Peter Sondermann kann nichts mehr schocken. Mehr als 3000 Stunden hat er in Cesnas verbracht, immer auf der Suche nach dem besten Bild. Doch mit jeder Minute am Himmel steigt die Sehnsucht nach der Erde. Kopfweh. Leichter Schwindel. Doch für eine Landung ist es zu früh. Weiter geht’s. Nächste Station: Uni-Campus Haspel. Als Sondermann seine Motive fotografiert hat, geht es auf den Heimflug.

Nach 51 Minuten berühren die Räder der Cesna wieder Marler Boden. Der erste Atemzug auf dem Rollfeld fühlt sich an wie eine Erlösung. Ich habe Wuppertal mit allen Sinnen erlebt: Mit dem Geräusch der Schwebebahn als ständigem Begleiter. Mit der guten Luft, die so gar nicht zur vermeintlich grauen Industriestadt passt, für die viele Wuppertal halten. Mit der kulinarischen Vielfalt im Mund. Und natürlich mit den unzähligen Eindrücken, die im Kopf bleiben.
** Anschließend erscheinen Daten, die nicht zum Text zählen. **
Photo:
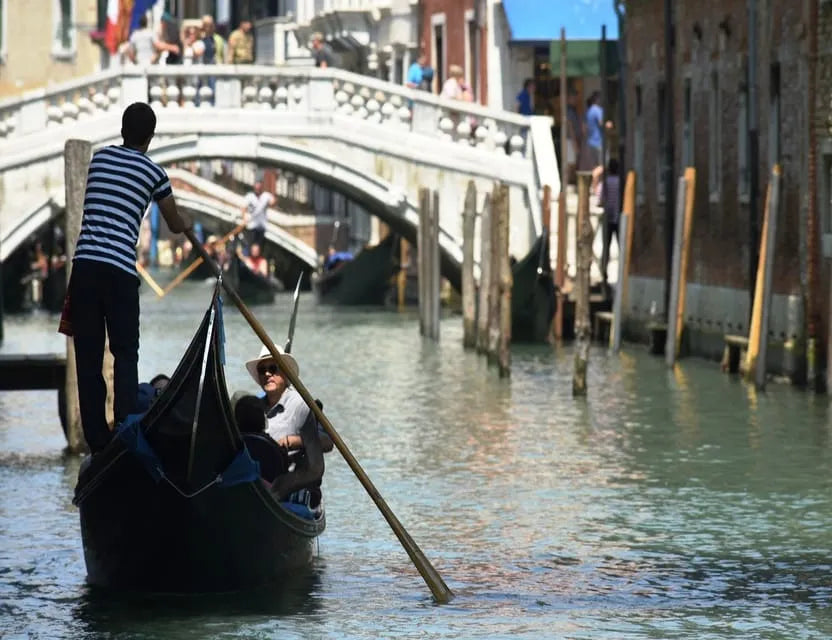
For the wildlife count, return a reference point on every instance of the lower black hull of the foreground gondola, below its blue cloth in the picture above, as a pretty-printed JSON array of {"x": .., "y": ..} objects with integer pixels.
[{"x": 140, "y": 535}]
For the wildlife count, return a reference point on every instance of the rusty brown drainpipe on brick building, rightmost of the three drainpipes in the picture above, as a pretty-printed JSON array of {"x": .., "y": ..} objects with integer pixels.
[{"x": 812, "y": 227}]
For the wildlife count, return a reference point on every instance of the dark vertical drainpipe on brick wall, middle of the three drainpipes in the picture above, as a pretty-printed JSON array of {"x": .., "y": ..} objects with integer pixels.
[{"x": 753, "y": 156}]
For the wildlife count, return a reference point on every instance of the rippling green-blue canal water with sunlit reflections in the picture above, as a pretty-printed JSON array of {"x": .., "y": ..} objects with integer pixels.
[{"x": 668, "y": 504}]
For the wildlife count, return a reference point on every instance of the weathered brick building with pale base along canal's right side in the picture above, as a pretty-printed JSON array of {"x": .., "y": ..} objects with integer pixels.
[{"x": 711, "y": 114}]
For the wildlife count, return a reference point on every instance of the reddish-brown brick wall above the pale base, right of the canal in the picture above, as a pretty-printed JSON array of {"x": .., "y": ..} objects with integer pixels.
[{"x": 711, "y": 41}]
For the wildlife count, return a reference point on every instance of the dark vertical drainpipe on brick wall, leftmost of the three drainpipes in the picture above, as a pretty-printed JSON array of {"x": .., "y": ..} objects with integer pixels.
[{"x": 669, "y": 213}]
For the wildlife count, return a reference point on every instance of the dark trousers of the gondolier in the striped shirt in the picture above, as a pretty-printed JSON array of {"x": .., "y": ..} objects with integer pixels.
[{"x": 104, "y": 297}]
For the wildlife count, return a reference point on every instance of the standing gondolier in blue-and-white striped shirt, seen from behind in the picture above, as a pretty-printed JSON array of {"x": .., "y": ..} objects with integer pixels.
[{"x": 104, "y": 287}]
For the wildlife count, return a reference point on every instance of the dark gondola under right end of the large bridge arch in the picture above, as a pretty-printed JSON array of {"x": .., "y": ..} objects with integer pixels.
[{"x": 364, "y": 280}]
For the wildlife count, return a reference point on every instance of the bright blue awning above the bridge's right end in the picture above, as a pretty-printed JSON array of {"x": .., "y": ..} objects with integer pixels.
[{"x": 582, "y": 19}]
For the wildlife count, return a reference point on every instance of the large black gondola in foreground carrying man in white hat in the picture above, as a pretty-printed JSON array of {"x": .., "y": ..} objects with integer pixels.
[{"x": 181, "y": 501}]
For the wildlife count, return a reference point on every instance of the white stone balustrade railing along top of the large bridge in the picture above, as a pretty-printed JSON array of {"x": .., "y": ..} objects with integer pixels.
[{"x": 263, "y": 87}]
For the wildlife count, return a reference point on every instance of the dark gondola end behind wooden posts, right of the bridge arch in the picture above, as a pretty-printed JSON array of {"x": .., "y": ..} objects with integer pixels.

Der zweite Blick auf die Stadt war ein wunderbarer, einer, den nur wenige Menschen bekommen. Und einer, der mir am vorletzten Tag als Tauschreporter noch einmal eindrücklich gezeigt hat, dass diese Stadt sehr viel zu bieten hat. Der aber auch gezeigt hat, dass sich Wuppertal nicht gut genug verkauft. Denn für viele Menschen, sicher nicht nur in Franken, ist Wuppertal eben nicht die siebzehntgrößte Stadt Deutschlands, nicht die „Großstadt im Grünen“, nicht die Heimat von Else Lasker-Schüler oder Friedrich Engels. Wuppertal versteckt sich. Leider nicht nur, wenn eine weiße Cesna durch die Luft gleitet.